Friday, April 1, 2011

The Physiology of Love, a Civic Soapbox essay by Christian Early

I am a philosopher by trade and a romantic by disposition. I currently teach a course called "Love and Evolution," in which I argue the best way to tell the story of the story of the as a love story.

image from Scientific American
On Valentines Day, Scientific American published a picture of a brain on love. Researchers discovered two things about Cupid's Arrow. The first is that it is a particularly potent and addictive cocktail of dopamine, oxytocin, and vasopressin. And the second is that it only takes a fraction of a second to hit its target. It may take a whole life and then some to figure out what just happened, but we really do fall in love in a moment in time.

Antonia Damasio
That picture and the research behind it is part of what neuroscientist Antonio Damasio calls the Emotion Revolution. Damasio argues that all living things that move about, from the amoeba to the human, do so using emotion to navigate their world. For human beings the brain systems required by reason are enmeshed in those needed by emotion and interwoven with the systems which regulate the body. In short, we are always "emotional" and if our systems become dis-integrated, when they can't make contact or communicate, we lose our ability to navigate our natural and social environment successfully.

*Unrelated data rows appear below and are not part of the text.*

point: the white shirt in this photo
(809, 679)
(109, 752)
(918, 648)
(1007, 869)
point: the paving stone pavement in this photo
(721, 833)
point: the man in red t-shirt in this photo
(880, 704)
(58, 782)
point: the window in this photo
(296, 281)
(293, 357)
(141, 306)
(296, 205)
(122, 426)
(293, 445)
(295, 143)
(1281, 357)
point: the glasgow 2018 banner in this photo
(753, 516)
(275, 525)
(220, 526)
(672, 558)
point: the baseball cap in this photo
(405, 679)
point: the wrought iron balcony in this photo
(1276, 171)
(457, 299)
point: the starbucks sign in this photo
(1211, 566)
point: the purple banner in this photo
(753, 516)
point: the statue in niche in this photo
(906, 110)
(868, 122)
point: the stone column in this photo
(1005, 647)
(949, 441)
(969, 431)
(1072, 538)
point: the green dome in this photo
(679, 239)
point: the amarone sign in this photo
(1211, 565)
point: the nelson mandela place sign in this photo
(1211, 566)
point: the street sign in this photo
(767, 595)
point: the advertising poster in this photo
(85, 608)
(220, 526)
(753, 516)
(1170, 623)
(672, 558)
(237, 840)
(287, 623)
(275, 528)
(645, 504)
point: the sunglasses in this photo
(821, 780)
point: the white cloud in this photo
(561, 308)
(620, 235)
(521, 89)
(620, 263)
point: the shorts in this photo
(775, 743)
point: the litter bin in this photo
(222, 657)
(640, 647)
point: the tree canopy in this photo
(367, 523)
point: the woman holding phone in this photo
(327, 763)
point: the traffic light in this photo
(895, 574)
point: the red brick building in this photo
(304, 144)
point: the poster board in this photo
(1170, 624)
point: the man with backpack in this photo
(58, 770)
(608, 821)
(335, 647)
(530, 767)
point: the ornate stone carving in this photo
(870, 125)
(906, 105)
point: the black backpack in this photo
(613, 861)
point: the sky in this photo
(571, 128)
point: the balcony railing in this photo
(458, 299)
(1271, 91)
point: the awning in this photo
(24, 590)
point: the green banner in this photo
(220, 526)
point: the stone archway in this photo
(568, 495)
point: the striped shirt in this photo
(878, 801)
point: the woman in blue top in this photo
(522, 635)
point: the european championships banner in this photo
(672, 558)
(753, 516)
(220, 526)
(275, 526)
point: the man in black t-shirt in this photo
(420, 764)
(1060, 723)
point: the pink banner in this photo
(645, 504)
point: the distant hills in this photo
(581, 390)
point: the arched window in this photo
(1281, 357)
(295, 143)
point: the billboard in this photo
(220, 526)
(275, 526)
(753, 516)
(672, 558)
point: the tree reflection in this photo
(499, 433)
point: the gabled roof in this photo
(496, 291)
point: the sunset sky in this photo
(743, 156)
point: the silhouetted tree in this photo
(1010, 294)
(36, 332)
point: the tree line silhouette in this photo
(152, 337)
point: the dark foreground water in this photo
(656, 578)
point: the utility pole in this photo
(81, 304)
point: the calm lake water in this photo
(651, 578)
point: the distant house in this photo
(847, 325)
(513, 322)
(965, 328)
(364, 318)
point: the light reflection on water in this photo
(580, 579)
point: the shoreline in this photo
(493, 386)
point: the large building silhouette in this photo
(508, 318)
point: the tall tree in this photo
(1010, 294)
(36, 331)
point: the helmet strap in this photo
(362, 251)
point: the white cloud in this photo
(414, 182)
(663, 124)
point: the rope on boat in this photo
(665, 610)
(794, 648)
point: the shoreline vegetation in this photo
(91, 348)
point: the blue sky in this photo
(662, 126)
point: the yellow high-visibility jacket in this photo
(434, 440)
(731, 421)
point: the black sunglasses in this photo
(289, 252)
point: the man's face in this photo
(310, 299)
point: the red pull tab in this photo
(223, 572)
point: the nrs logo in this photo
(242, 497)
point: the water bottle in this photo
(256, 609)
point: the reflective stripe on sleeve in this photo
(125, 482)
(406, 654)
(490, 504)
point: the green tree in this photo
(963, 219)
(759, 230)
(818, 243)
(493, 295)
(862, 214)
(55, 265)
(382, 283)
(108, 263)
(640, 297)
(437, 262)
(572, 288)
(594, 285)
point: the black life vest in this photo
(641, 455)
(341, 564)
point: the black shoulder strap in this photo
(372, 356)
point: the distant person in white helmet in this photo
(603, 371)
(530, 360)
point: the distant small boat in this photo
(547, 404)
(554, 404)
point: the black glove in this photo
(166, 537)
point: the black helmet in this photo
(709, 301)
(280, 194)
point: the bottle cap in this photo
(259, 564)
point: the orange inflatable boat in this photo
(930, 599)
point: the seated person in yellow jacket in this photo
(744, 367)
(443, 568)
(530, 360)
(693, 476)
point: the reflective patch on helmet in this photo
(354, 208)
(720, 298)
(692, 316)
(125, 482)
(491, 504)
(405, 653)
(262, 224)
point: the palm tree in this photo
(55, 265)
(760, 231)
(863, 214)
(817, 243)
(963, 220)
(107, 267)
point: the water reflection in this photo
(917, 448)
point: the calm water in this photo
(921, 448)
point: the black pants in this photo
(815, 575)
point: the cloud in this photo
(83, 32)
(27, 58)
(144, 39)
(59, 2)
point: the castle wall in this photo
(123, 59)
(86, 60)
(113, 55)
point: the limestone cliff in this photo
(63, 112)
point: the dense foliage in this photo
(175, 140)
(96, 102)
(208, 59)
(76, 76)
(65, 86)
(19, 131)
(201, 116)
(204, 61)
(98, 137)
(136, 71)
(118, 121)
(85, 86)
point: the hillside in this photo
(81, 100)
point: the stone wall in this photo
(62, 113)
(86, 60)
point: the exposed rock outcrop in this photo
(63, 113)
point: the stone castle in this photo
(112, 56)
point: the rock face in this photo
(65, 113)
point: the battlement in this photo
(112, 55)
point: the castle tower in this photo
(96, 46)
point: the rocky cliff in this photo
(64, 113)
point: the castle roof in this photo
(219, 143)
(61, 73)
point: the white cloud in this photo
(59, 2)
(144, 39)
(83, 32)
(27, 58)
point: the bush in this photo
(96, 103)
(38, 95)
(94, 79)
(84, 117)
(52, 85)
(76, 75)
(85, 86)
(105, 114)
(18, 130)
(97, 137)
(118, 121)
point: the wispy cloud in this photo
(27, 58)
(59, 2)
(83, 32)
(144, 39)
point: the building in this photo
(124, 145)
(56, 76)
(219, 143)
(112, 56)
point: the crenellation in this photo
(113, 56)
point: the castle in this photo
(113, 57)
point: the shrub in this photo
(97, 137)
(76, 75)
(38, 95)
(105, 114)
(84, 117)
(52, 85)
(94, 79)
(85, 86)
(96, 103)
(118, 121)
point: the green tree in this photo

Humans, then, are on a continuum of all creatures and living things. We are not so different after all. Flies get angry, snails get scared, and dogs get happy. They don't have consciousness awareness, but they do have emotions. This may seem like fanciful projection, but I suspect that metaphors we inherited from the industrial revolution have veiled how freaky cool, as a friend of mine likes to say, life really is.

Mary Gordon
Recently I learned of Mary Gordon and her the Roots of Empathy program in which expecting mothers visit a classroom over the course of a year. The program is producing a wealth of data showing a direct correlation between empathic maturity, or emotional intelligence, and critical thinking. Summing up the findings, Gordon says "Love grows brains." Humans are rational not because brains are calculators, but because brains are emotional.

Staying alive while moving about is primarily, though not only, a matter of sorting for safety and danger. When we fall in love, our whole being tells us that this person is safe, but it very rarely stays that way. When we have a bodied sense of danger, when our internal alarm bell goes off, we engage in all sorts of behavior ranging from seeking and clinging to cutting off and attacking. There is a disorienting shadow side to love: broken hearts, betrayal, loss, and loneliness. We suffer in part because we are creatures who care.

We are just now beginning to put love under the microscope, and some might want to reduce love to mere chemicals, but I think it is not only fair, but also true, to say that the lived experience of love leaves us with a wonderful though often tragic mystery.
--Christian Early is a Danish immigrant who teaches philosophy at Eastern Mennonite University.


  1. This extremely important perspective seems to be ignored by all the "Artificial Intelligence" advocates I know of. Can an AI, lacking a biological body, ever emulate a human being? Can it care enough to be motivated to act on its own? Why would it? And what does that mean for the uses, dangers, and benefits of developing AI's that would take over serious decision-making roles now performed by humans?

  2. Beautiful essay. Calls to mind David Brooks' new book called The Social Animal, where he describes this type of research and more, including how children learn best when they have a positive relationship with the teacher. We all know this. Still it is fascinating.